I don't see that. In fact, I don't see the relevance of LMVT here. Were you told to use it somehow? Unless I've misunderstood something, there's quite an easy (and differentiable) solution.
 
Thank you, haruspex for your reply. No, I wasn't told to use LMVT, but that was the only way I could think of.

Well, what I had in mind was assuming that such a function f exists, which is continuous in [-1,1] and differentiable in (-1,1), and f(a) not equals f(b), for any a not equals b, in [-1,1] (Sorry for my abstinence from symbols, I'm typing from my phone). Then by LMVT, there would exist some c such that

f'(c) = (f(1) - f(-1))/(1-(-1))

Now, if f'(c) were to be 0, then essentially f(-1) = f(1).

But we assumed that, f(a) not equals f(b), for any a not equals b, yet we got f(-1) = f(1).

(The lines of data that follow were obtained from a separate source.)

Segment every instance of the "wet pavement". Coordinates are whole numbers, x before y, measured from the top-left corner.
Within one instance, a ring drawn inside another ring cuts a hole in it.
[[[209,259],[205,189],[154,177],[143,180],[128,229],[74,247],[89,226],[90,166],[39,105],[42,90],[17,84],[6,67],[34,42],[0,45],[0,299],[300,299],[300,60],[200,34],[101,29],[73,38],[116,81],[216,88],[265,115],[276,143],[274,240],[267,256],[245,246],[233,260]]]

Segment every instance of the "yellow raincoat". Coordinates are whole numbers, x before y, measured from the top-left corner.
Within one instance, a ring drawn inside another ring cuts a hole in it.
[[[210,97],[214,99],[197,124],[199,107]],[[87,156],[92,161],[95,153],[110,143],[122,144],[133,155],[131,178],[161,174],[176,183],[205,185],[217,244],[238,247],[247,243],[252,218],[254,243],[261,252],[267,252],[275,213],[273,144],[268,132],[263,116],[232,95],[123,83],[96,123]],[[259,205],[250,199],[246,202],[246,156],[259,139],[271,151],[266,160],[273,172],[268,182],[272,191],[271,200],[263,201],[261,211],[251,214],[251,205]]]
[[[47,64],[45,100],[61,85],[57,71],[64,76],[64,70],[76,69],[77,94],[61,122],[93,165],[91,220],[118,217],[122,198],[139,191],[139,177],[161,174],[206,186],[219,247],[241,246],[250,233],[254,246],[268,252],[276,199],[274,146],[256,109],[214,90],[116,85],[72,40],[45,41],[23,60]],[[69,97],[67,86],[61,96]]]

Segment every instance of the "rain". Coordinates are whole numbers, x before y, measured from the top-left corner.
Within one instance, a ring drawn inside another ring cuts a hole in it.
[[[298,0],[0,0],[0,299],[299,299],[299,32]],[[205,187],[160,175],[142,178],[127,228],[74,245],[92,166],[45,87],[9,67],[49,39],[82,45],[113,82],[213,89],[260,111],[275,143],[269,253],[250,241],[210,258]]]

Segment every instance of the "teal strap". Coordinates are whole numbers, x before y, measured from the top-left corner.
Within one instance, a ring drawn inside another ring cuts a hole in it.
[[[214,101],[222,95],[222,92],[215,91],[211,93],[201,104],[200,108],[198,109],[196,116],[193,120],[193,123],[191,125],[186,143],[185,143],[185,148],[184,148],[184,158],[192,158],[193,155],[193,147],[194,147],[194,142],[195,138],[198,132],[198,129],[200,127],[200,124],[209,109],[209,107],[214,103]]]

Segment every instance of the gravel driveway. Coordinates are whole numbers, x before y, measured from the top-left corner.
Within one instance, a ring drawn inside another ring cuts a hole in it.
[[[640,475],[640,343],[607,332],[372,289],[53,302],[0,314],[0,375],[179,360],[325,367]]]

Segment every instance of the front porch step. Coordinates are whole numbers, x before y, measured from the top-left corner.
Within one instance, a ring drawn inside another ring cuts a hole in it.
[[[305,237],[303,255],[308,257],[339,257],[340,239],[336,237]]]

Hence, our assumption is wrong, and therefore such a function cannot exist.

But the above proof relies on the assumption that f is continuous in [-1,1] and differentiable in (-1,1). But this need not be the case. From the question, what I understand is that f could very well be differentiable ONLY at x = c.

Could you share your thoughts on this, haruspex? Please don't give out the solution, as I'd like to have the pleasure of solving it on my own. Thanks.
 
Ryuzaki said:
Thank you, haruspex for your reply. No, I wasn't told to use LMVT, but that was the only way I could think of.

Well, what I had in mind was assuming that such a function f exists, which is continuous in [-1,1] and differentiable in (-1,1), and f(a) not equals f(b), for any a not equals b, in [-1,1] (Sorry for my abstinence from symbols, I'm typing from my phone). Then by LMVT, there would exist some c such that

f'(c) = (f(1) - f(-1))/(1-(-1))

Now, if f'(c) were to be 0, then essentially f(-1) = f(1).
Sure, there exists some c s.t. f'(c) = (f(1) - f(-1))/(1-(-1)), but why should f'(c)=0 for that c? f could quite easily be 0 somewhere else.
Think of some point at which f' is zero. Now extend f left and right satisfying f(a)≠f(b).